PJ O’Rourke On How To Make The Rich Sartorially Uncomfortable

Last night a TV commentator opined that one of the dominant strains in Western lands at the moment is that the “elites are rising up to overthrow the masses.” Right on cue, humorist and former Harvard Lampoon scribe PJ O’Rourke came out with a piece in the Washington Post this morning arguing that it’s time to make the rich uncomfortable again. As a self-described “blazer and club tie duffer” — or, in other words, a trad — O’Rourke links the morality (or rather immorality) of wealth with dress. Rich people are obligated to dress uncomfortably, like feudal kings weighed down by robes and crowns, or Gilded Age tycoons suffocating in three-piece suits in summer:

Writes O’Rourke:

Lately there has been a lot of anger and indignation about income inequality. Some blame this on … income inequality. I blame it on rich people in T-shirts.

I won’t mention Mark Zuckerberg by name. But, honestly, young man, you’re almost 35 years old, worth $72 billion, and you’re wearing your underwear in public.

Yes, I’m also going around in an untucked “My Kid Went to College and All I Got Was This Lousy …” But I’ve earned it. Or, rather, I haven’t. I can’t afford a Savile Row morning suit, Turnbull & Asser dress shirt, Hermès cravat and pair of bespoke John Lobb Oxfords. And – taking out the trash, gassing up the car and ordering an Egg McMuffin at the drive-through window – I wouldn’t be comfortable wearing them.

But Zuckerberg in his Fruit of the Looms seems too comfortable. And this makes us mad.

There was a time when wealth was distributed far less equitably, but we weren’t as resentful of the rich. We resented our poverty, but we were relieved that we didn’t have to put on striped pants and spats to have breakfast.

Being rich looked very uncomfortable. Rich people’s clothes were stiff and starchy, and they wore lots of them. Rich men were choked by tall collars and pinched by high-button shoes. Rich women were corseted to the point of kidney failure, constrained in so much crinoline and brocade that they might as well have been wearing off-the-shoulder burqas, and encumbered by bustles large enough that they couldn’t turn sideways without knocking over a footman and the parlor maid.

Check out the piece here.

Also riffing on our recent theme of what are today’s socially acceptable forms of elitism, an op-ed today at Dartmouth’s school newspaper addresses the “genuine desire to dethrone elitism while simultaneously perpetuating it.” Again, learning to navigate an age of perpetual contradiction has become a necessary survival skill. — CC

9 Comments on "PJ O’Rourke On How To Make The Rich Sartorially Uncomfortable"

  1. I love Pat and his books but this is one of his poorest pieces.

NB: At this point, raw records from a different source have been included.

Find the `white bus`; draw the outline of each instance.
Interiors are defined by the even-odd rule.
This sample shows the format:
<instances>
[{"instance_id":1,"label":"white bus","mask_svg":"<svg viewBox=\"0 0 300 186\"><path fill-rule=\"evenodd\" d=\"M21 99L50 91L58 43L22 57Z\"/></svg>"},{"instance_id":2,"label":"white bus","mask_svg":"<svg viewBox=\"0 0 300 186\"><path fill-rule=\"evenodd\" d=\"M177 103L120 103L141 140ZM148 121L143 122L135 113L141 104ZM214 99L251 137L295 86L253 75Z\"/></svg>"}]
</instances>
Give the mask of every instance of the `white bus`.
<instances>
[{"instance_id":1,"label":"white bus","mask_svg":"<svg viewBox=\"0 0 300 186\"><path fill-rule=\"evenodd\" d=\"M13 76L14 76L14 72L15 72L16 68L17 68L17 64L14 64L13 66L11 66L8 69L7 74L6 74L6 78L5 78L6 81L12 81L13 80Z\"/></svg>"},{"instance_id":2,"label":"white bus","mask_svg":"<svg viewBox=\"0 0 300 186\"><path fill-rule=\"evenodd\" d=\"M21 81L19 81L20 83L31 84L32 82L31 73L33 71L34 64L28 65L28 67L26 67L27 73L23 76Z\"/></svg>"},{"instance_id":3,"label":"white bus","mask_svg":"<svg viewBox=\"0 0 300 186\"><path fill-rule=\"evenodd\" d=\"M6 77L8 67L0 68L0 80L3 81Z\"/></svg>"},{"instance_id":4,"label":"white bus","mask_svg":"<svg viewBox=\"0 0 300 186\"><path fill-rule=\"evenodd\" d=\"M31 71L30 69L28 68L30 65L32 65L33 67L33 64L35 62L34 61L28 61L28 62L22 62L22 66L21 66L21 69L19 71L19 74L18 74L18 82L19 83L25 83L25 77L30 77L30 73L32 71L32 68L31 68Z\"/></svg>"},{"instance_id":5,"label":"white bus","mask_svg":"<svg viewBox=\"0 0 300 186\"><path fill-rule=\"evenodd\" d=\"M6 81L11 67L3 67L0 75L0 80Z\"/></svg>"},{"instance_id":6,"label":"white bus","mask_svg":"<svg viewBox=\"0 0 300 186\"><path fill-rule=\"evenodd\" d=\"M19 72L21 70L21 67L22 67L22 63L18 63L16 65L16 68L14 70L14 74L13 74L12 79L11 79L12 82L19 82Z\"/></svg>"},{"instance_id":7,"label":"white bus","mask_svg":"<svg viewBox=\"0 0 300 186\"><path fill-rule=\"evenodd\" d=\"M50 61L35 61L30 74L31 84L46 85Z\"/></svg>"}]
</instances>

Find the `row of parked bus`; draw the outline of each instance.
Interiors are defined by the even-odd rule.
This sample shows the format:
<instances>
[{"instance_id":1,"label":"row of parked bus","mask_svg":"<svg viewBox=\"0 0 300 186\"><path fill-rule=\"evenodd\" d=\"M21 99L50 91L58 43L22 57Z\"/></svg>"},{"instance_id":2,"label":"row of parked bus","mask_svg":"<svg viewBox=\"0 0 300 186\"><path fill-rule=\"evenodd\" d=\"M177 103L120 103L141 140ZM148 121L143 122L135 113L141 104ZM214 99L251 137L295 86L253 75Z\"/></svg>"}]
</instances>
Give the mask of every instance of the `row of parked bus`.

    The rich dress poorly in public to fool gullible people into thinking “they’re just like us”. In private, they still wear expensive clothes and enjoy “champagne” lifestyles. They sneer at “ordinary folk” at dinner parties and look down on them as stupid and gullible idiots.

    The “ordinary folk” are more intelligent. They are rebelling against the politicians, MSM and new rich who despise them and their values. Pat, ironically, now hates them for electing Trump. He’s now just like the t-shirt wearing rich but without their money and that really upsets him.

    My beloved Republican Party Reptile has tragically morphed into an envious New England Trad. Can whoever stole Pat’s great sense of humour please give it back to him? If not, just buy him a few Turnbull & Asser shirts that he can’t afford.

  2. Kenny, I can confirm we look down on you.

  3. Carmelo Pugliatti | May 21, 2019 at 3:33 pm |

    “Being rich looked very uncomfortable. Rich people’s clothes were stiff and starchy, and they wore lots of them. Rich men were choked by tall collars and pinched by high-button shoes”.

    And then came Edward the Prince of Wales,and his tailor Scholte.

  4. Vern Trotter | May 21, 2019 at 8:13 pm |

    Our Red mayor and pretend presidential candidate, Bill de Blasio, says there is plenty of money out there, “but it is just in the wrong hands!” Meaning it belongs to the people or the families out there who earned it.

  5. Income inequality misses the point; oppressors can be dressed in a monolithic sea of Kohl’s just as much as the latest Cali organic Ts (which they purchase off the income of tech stocks driven by the labor of automaton workers in cog factories a step from suicide). It’s what they do, and the structures they uphold, that matter. Post-new-left dress merely disguises them and allows them to see themselves as distinct from archaic images of archetypal “bad guys,” whereas in many respects they are far worse. Certainly a half-century of populism and “democratization” of dress has not improved the Republican party from its earlier “establishment” incarnation, when significant elements of it used to support key aspects of major social reform, including the New Deal and Great Society.

  6. Except he isn’t wearing Fruit of the Loom. He’s wearing Cucinelli shirts and hoodies and Kiton jeans.

    https://thesilentist.com/post/138202076656/putthison-if-this-is-really-a-photograph-of/amp

  7. O’Rourke wrote for National Lampoon, not the Harvard Lampoon.

  8. Charlottesville | May 22, 2019 at 10:44 am |

    Sidestepping the politics, if I may, I thought the P.J. O’Rourke piece was funny. I wish there were still a few plutocrats around who wore morning coats, stripped trousers and toppers. A nice look that, sadly, is rare these days even at daytime weddings and Easter on Fifth Avenue.

  9. Old School Tie | May 22, 2019 at 3:54 pm |

    Morning suit = weddings etc solved. Forever. No clothes are beyond the reach of average earners, it is simply that some things that cost a fair bit are plain stupid and normal folk don’t see the point. As for sneering at the little people, a blazer, club tie and proper shoes achieve that quite adequately oh, about 95% of the time.